I didn't like A Confederacy of Dunces but I'm willing to give it another try. I didn't see why it was considered such a great work, and I wondered whether it would have been published at all had the author not killed himself. Then it got a pulitzer, so what do I know? Neuromancer was so long ago I've forgotten most of it and I haven't read the others. If I have time today I'll stop by my library and see if they have a copy of Poisonwood Bible.
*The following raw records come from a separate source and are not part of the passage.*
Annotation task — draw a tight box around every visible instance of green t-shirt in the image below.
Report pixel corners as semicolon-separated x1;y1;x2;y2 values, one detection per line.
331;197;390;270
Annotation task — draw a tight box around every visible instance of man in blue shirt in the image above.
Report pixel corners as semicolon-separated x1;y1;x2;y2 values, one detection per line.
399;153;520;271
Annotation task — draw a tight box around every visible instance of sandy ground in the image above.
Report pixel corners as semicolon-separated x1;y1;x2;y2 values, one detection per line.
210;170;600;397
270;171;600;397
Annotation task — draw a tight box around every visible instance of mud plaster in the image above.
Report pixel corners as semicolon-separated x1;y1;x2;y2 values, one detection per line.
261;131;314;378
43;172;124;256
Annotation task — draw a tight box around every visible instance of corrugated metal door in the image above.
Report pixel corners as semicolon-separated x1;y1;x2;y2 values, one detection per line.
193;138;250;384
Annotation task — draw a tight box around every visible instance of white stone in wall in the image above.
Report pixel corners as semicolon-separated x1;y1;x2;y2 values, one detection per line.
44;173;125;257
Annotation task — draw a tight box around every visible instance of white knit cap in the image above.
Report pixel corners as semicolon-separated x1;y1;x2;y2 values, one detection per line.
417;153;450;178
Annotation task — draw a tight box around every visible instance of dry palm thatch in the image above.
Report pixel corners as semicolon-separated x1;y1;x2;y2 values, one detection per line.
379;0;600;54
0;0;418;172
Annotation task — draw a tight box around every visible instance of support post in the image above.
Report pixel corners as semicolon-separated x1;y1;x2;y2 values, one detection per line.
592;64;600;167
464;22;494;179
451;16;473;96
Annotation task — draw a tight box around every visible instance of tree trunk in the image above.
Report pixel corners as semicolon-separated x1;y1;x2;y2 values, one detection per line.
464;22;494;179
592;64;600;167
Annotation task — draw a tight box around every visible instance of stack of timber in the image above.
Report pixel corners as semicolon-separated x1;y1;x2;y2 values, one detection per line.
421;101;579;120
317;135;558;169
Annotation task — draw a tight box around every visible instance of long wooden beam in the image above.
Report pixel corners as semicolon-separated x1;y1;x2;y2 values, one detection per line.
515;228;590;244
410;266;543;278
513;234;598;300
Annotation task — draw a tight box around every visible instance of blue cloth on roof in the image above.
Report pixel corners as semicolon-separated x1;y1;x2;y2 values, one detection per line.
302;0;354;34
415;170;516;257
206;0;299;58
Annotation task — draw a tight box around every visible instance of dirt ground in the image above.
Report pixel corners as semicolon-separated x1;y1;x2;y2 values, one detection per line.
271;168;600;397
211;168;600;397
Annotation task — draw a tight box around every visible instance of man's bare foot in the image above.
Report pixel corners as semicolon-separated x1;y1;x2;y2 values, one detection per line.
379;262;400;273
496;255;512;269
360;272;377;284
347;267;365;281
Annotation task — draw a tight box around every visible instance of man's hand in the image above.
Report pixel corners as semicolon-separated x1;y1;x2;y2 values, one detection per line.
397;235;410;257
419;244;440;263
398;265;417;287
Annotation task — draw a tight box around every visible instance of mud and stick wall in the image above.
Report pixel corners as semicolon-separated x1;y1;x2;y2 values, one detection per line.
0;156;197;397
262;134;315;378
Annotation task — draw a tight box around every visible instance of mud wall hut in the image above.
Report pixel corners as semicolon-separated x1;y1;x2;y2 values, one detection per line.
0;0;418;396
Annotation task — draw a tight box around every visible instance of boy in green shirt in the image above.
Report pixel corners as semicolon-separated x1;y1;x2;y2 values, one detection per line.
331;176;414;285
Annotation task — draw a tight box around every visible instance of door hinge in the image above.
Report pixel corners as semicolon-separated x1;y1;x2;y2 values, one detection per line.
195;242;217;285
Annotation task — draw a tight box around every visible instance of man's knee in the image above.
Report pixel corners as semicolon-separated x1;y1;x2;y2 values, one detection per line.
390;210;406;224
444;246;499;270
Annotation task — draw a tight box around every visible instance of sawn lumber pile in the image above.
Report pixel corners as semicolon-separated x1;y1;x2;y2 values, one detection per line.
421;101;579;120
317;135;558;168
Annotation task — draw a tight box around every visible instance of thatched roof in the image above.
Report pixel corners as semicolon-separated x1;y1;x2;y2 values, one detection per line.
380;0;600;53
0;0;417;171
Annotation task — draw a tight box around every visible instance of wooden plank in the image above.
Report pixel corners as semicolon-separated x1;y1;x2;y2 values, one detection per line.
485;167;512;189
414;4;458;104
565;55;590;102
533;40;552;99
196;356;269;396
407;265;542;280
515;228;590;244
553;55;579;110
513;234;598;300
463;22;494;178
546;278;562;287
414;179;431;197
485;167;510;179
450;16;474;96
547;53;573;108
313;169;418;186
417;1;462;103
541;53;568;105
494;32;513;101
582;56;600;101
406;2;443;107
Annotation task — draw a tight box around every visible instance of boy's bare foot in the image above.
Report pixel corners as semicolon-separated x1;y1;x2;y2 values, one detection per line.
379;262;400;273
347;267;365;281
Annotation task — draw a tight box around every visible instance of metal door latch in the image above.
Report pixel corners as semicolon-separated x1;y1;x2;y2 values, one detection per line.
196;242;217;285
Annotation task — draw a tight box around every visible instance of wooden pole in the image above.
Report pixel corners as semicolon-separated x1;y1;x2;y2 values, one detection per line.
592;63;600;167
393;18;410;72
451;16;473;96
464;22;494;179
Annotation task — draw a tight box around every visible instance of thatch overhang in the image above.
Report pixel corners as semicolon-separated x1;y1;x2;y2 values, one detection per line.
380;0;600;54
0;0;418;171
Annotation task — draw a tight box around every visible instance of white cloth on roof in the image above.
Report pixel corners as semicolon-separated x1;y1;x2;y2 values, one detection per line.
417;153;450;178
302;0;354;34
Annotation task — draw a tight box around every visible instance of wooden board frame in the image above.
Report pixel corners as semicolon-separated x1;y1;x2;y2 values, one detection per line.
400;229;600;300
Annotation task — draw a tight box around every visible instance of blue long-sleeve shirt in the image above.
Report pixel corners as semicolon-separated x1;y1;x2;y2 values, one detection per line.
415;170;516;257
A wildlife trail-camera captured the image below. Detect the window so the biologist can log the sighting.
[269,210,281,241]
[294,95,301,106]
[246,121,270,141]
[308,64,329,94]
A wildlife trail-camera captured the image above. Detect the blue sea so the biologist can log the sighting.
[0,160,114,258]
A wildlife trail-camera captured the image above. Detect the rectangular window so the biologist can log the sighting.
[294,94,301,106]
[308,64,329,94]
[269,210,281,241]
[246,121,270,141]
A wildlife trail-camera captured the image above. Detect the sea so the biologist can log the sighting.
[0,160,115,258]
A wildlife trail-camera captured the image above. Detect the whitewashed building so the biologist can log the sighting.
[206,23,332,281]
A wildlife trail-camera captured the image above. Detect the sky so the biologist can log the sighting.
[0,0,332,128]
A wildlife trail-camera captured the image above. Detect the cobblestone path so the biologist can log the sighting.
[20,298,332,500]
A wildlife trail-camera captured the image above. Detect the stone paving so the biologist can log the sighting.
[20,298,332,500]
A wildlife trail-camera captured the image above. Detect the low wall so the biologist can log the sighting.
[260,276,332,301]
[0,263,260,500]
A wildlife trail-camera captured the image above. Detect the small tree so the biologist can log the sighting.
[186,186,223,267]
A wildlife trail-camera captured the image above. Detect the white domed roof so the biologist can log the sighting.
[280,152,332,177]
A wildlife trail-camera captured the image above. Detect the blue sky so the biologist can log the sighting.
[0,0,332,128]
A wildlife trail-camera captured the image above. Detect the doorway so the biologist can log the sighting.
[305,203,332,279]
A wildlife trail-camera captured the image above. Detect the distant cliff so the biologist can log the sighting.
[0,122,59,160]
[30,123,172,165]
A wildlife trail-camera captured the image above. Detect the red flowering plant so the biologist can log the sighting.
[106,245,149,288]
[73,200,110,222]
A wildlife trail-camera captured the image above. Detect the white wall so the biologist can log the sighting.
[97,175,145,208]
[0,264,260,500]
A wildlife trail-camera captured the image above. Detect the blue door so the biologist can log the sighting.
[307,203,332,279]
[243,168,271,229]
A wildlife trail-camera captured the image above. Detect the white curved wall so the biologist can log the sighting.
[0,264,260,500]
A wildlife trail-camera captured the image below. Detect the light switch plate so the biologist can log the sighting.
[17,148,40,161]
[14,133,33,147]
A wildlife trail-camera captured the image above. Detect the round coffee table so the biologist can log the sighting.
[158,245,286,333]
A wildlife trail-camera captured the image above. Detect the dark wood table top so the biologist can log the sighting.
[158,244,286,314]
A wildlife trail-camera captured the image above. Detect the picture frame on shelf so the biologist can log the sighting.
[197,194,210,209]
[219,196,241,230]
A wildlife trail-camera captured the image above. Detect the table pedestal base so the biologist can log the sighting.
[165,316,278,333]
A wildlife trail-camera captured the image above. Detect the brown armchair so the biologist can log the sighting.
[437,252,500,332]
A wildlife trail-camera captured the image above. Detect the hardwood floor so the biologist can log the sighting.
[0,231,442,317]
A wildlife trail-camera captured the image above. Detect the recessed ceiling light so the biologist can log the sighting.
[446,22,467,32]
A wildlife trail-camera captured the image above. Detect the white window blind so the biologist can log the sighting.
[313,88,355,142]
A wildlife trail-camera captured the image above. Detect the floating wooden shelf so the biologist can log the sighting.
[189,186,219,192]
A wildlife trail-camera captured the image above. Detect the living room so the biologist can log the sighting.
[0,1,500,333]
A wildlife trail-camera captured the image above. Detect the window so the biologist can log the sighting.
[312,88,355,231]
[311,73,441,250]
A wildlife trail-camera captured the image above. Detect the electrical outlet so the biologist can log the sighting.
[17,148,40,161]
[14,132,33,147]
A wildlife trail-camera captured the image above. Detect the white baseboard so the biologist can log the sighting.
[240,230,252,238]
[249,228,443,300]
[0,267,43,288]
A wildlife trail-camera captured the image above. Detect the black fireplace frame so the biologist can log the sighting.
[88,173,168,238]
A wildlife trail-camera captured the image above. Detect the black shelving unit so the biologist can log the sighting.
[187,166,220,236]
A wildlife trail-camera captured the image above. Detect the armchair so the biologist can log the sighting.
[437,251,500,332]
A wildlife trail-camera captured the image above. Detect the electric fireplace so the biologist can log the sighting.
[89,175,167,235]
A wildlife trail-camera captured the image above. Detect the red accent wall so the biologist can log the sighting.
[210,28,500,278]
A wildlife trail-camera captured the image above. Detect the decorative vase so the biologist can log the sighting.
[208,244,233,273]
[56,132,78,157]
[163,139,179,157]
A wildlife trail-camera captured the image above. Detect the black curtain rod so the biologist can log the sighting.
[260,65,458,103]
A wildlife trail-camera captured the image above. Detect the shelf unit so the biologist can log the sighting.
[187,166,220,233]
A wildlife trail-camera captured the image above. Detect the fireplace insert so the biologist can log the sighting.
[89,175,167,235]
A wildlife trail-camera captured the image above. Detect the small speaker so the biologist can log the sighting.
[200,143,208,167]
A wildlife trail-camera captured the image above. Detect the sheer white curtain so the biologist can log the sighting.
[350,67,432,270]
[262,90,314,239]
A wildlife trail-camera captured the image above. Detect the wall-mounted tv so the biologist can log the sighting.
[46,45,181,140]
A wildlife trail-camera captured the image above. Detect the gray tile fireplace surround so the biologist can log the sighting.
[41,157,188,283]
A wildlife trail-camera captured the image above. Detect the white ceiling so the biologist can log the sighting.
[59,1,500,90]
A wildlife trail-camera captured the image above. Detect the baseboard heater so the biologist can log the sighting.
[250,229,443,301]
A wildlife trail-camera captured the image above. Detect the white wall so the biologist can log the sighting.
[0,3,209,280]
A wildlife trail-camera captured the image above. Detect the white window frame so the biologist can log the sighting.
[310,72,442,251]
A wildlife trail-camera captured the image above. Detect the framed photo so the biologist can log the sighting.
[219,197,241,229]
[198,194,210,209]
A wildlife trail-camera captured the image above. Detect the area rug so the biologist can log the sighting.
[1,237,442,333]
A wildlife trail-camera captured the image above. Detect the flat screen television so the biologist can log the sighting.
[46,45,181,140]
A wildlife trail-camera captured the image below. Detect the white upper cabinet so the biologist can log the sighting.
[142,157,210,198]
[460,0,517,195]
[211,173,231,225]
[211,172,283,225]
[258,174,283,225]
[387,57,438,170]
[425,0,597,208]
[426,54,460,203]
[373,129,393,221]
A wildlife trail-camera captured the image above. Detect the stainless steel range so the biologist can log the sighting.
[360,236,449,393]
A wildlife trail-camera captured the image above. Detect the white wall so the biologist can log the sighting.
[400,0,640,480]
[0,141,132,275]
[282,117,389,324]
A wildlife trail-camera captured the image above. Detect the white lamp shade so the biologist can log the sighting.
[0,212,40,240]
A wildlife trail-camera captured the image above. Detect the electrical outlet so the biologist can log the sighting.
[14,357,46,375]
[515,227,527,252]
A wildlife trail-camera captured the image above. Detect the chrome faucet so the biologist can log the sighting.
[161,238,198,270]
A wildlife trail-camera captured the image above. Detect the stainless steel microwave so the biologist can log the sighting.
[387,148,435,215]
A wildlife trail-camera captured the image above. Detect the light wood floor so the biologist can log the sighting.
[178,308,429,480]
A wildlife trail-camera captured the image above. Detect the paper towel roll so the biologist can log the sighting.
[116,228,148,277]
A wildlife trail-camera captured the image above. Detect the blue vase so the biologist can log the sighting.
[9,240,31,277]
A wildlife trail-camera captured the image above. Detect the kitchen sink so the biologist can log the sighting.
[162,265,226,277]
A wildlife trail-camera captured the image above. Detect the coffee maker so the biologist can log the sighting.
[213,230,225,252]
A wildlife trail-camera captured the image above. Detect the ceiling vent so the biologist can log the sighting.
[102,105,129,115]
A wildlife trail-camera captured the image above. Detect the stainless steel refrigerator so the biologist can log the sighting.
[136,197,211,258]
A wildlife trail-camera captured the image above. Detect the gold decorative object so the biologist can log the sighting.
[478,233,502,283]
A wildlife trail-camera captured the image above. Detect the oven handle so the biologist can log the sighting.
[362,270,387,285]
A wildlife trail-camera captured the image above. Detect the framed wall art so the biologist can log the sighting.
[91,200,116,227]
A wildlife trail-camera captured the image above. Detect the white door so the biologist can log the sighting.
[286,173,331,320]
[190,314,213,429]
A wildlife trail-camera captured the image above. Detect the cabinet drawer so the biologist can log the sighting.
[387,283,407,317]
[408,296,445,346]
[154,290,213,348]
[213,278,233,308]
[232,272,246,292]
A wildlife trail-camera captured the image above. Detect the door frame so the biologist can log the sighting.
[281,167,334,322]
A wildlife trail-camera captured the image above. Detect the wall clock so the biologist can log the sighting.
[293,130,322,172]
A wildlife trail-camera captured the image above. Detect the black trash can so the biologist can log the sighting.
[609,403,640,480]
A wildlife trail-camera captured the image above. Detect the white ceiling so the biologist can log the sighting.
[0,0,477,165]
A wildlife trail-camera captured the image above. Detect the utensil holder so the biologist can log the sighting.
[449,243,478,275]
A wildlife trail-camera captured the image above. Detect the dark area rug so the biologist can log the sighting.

Gris - May 21, 2008 4:35:36 pm PDT #5863 of 28359
Hey. New board.

Hamlet, Their Eyes Were Watching God, Angels in America, and possibly Kindred and Death of a Salesman.

I like this list. Though I actually was not a huge fan of Their Eyes Were Watching God. The rest of the list, though - pretty great. And pretty close to my senior year English class, though we did Our Town for our play instead of Death of a Salesman, and skipped Angels in America. We added some Faulkner (The Bear, a novella I believe) and Gatsby.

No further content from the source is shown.